Autophagy and apoptosis: what is the connection?

Abstract

The therapeutic potential of autophagy for the treatment cancer and other diseases is beset by paradoxes stemming from the complexity of the interactions between the apoptotic and autophagic machinery. The simplest question of how autophagy acts as both a protector and executioner of cell death remains the subject of substantial controversy. Elucidating the molecular interactions between the processes will help us understand how autophagy can modulate cell death, whether autophagy is truly a cell death mechanism, and how these functions are regulated. We suggest that, despite many connections between autophagy and apoptosis, a strong causal relationship wherein one process controls the other, has not been demonstrated adequately. Knowing when and how to modulate autophagy therapeutically depends on understanding these connections.

Figure 1. Macroautophagy

The autophagic process degrades cellular macromolecules and organelles releasing metabolites to provide the cell with energy and anabolic building blocks to aid in survival and repair during nutrient deprivation or cellular damage.
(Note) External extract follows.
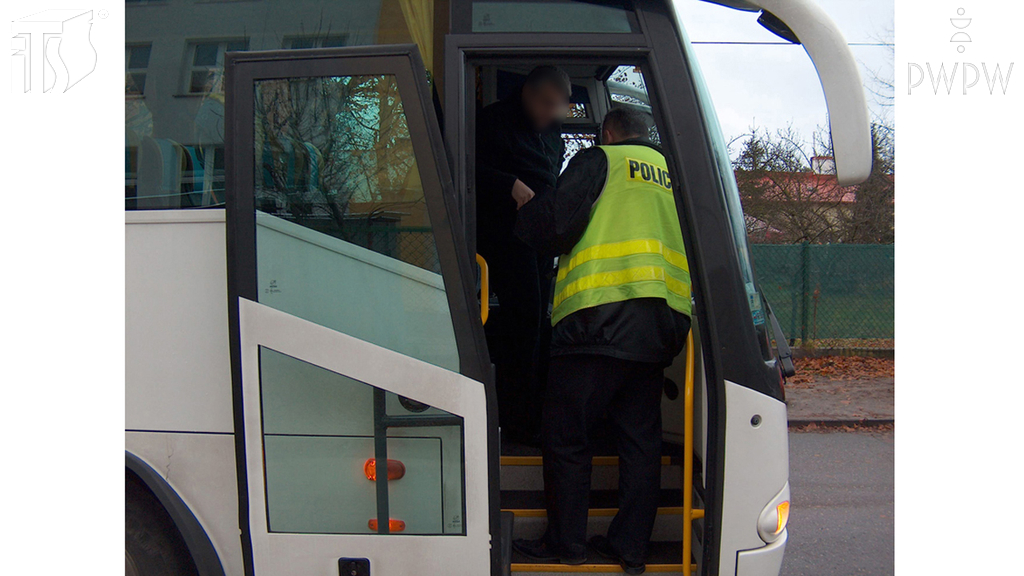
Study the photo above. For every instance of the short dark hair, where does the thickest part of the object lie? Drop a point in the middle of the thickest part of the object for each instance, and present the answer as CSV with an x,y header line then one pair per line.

The Ubiquitin-like conjugation cascade leads to the lipidation of LC3 and conjugation of Atg5-Atg12, two key elements in the formation of the phagophore. The autophagic process begins (autophagy induction) with formation of the phagophore, its elongation and closure to form the autophagosome that then fuses with lysosomes resulting in degradation of the contents (autophagic flux).

Figure 2. Apoptosis

Key proteins involved in the intrinsic and extrinsic apoptotic pathways are depicted focusing on the components with known links to autophagy mentioned in the text. The extrinsic pathway results from the binding of extracellular death ligands which transduce a signal resulting in the formation of the death inducing signaling complex and activation of caspase-8. This activation is potentiated by p62-mediated aggregation leading to efficient activation of caspase-8. Caspase-8 then activates mitochondrial outer membrane permeabilization through the formation of Bax/Bad/Bak pores leading to cytoplasmic Cytochrome-C, that activates the apoptosome and effector caspases (Caspase-3), and the release of SMAC (Diablo), a protein that disables Inhibitor of Apoptosis Proteins (IAPs). Activated effector (executioner) caspases then cleave multiple targets resulting in cell death.

Figure 3. Linking Autophagy and Apoptosis

Connections between the autophagic and apoptotic processes. a. Atg5 activates DISC via an interaction with FADD. b. FLIP inhibits Atg3-LC3 association and therefore induction of autophagy. c. Atg12-Atg3 conjugation inhibits mitochondrial fission and apoptosis, independent of autophagy. d. p62 promotes aggregation and activation of Caspase-8 which, paradoxically, is degraded by autophagy, likely through its interaction with p62. e. Dap kinase phosphorylation of Beclin-1 promotes autophagy. f. Bcl-2 interaction with Beclin-1 inhibits autophagy. g. p53 can both promote and inhibit autophagy depending on the context. h. Autophagic cell death. Well established links are depicted with solid lines and less established links are shown with dashes. More information about each interaction is contained in Text Box 1 and the references therein, or in the text.